Вру, являлся, но Коле и еще кому другому я тогда не смог бы этого рассказать. Отчего-то он стал сниться мне теперь. В первом сне я увидел спуск по улице Крупской между Хлебной площадью и улицей Водников, преобразованный в широкий и выпуклый амфитеатр. Исчезли холодные стены по правой стороне и все деревянные ворота по левой. Ступени лестниц поднимались кругами, а на круглых площадках стояли гнутые стулья, и мне все время приходилось здороваться с мертвыми, которые на этих стульях раскачиваются. В полуподвале, голом и кожаном от диванов, мертвые пили портвейн: от мертвых, рассевшихся на свежем воздухе, их отличало вот что. Они, погибшие молодыми, теперь были одного возраста со мной, и все убеждали меня, что это нормально. Там ведь тоже живут. И тоже старятся. Кончилось тем, что он взял за руку моего сына: я, мол, пойду с ним, прогуляюсь к Шестому причалу, посмотрим на баржи и на водочные крышечки с ушками, золотые и сиреневые, на грузчиков, на желтые одуванчики на откосе под элеватором. Были и другие сны, в которых я вел себя послушно, всегда ему уступал, если он просил налить ему вина или вел меня на прогулку за собой, причем часто шел впереди меня, иногда оборачивался, смеялся или похлопывал меня по плечу, и все это ему я позволял делать. И теперь позволяю. Только брать у них ничего не надо, а то с собой заберут, есть примета. Он был стриженный под горшок, прямые немытые волосы, из-под которых выглядывали только мочки ушей, и носил кожаную куртку совсем современного покроя. Он исхудал там, и только лицо оставалось круглым, а белки сильно выкаченных глаз покрыла красная сетка. И прав был Коля (в очках), он не переставал сыпать своими любимыми словечками. «Я не п-поверю», – было у него чем-то вроде смазки и употреблялось как «бля».

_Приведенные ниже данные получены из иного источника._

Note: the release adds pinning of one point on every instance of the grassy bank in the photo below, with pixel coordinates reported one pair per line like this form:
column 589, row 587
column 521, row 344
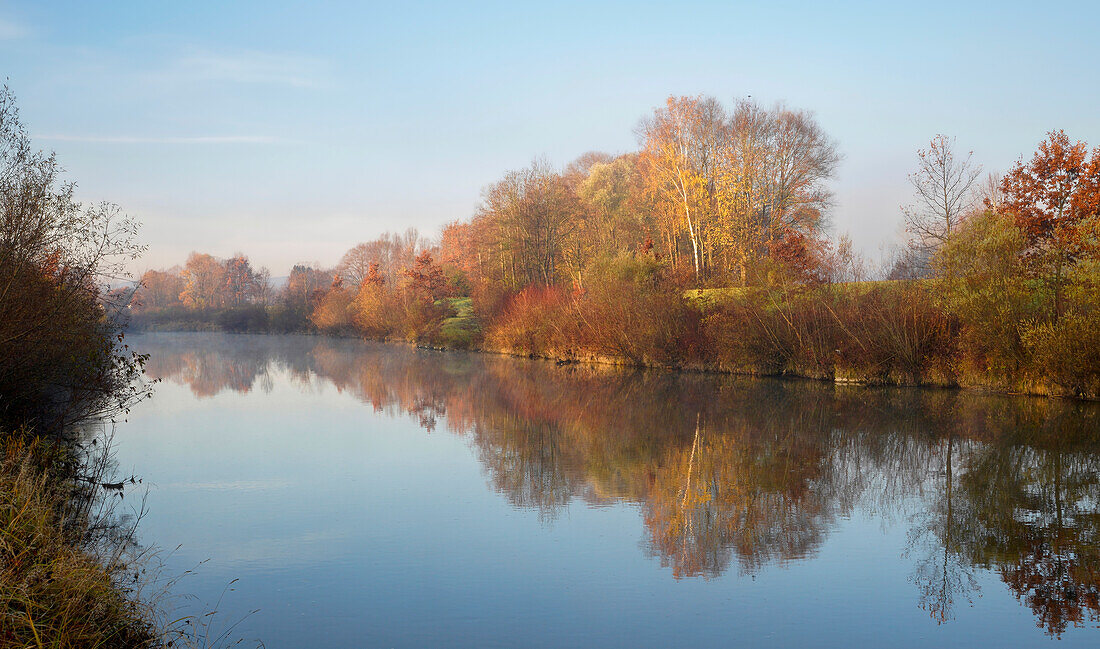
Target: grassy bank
column 62, row 578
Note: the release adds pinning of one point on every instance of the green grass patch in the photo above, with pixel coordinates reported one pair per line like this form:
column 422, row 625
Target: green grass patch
column 462, row 329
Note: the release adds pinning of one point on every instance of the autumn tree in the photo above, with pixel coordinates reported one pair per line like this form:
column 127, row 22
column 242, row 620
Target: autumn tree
column 305, row 284
column 242, row 282
column 944, row 191
column 59, row 356
column 528, row 216
column 426, row 277
column 680, row 143
column 205, row 282
column 158, row 289
column 392, row 252
column 1055, row 199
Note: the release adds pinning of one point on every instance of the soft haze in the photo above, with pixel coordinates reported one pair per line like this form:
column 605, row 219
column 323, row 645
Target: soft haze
column 290, row 133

Я плохо слушал. Я только пил вермут и вставлял свое «да», когда меня спрашивали: ты чувствуешь, что его душа где-то рядом? Принимал бутылку, искал языком шовчик и какой-нибудь стеклянный бугорок, который и меня мог бы отравить подземной слюной. Хорошо еще, что из уважения к его душе они говорили тихо, тише живых листьев, чей жадный разговор глотал уже второй выстрел из мелкокалиберной винтовки. Коле стало страшно, и он предупредил их всех, и черную лошадь, и людей с вилами, и парящего дога, который парил сидя, и даже не повернул в сторону Колиной винтовки своей головы – этот дог парил в профиль. А Коля предупреждал его, что если он не примет всерьез его предупреждения и не уйдет, то он прицелится прямо ему в глаз. Прямо ему в глаз, как в тире. Дог недоверчиво покачнулся: может ли быть опасным для него человек в нижнем белье, который не сказал еще ничего значительного? Коля сунул руку в штаны. Сверху я давно уже за ним наблюдал, и мне было смешно. Я ведь не знал, где у него патроны, и не понимал, почему после каждого выстрела он лезет рукой к себе в штаны. Невидимые люди легко взбирались вверх по деревьям, а там раскачивали верхние ветки, и все вразнобой, и я слышал сучья у них под ногами. Некоторые прыгали с дерева на дерево и брызгались. И было весело. Коля, несмотря на свои хорошие очки так и не увидел в руках у Коли мелкокалиберной винтовки. Он сказал: «Надо бы поссать». – «Попы-ы-сать», – подхватил другой. И вот они, на ходу расстегиваясь, двинулись в сторону Коли, Коли в сером спортивном костюме, так похожем на нижнее белье. На каждый шаг у них приходилось по пуговичке.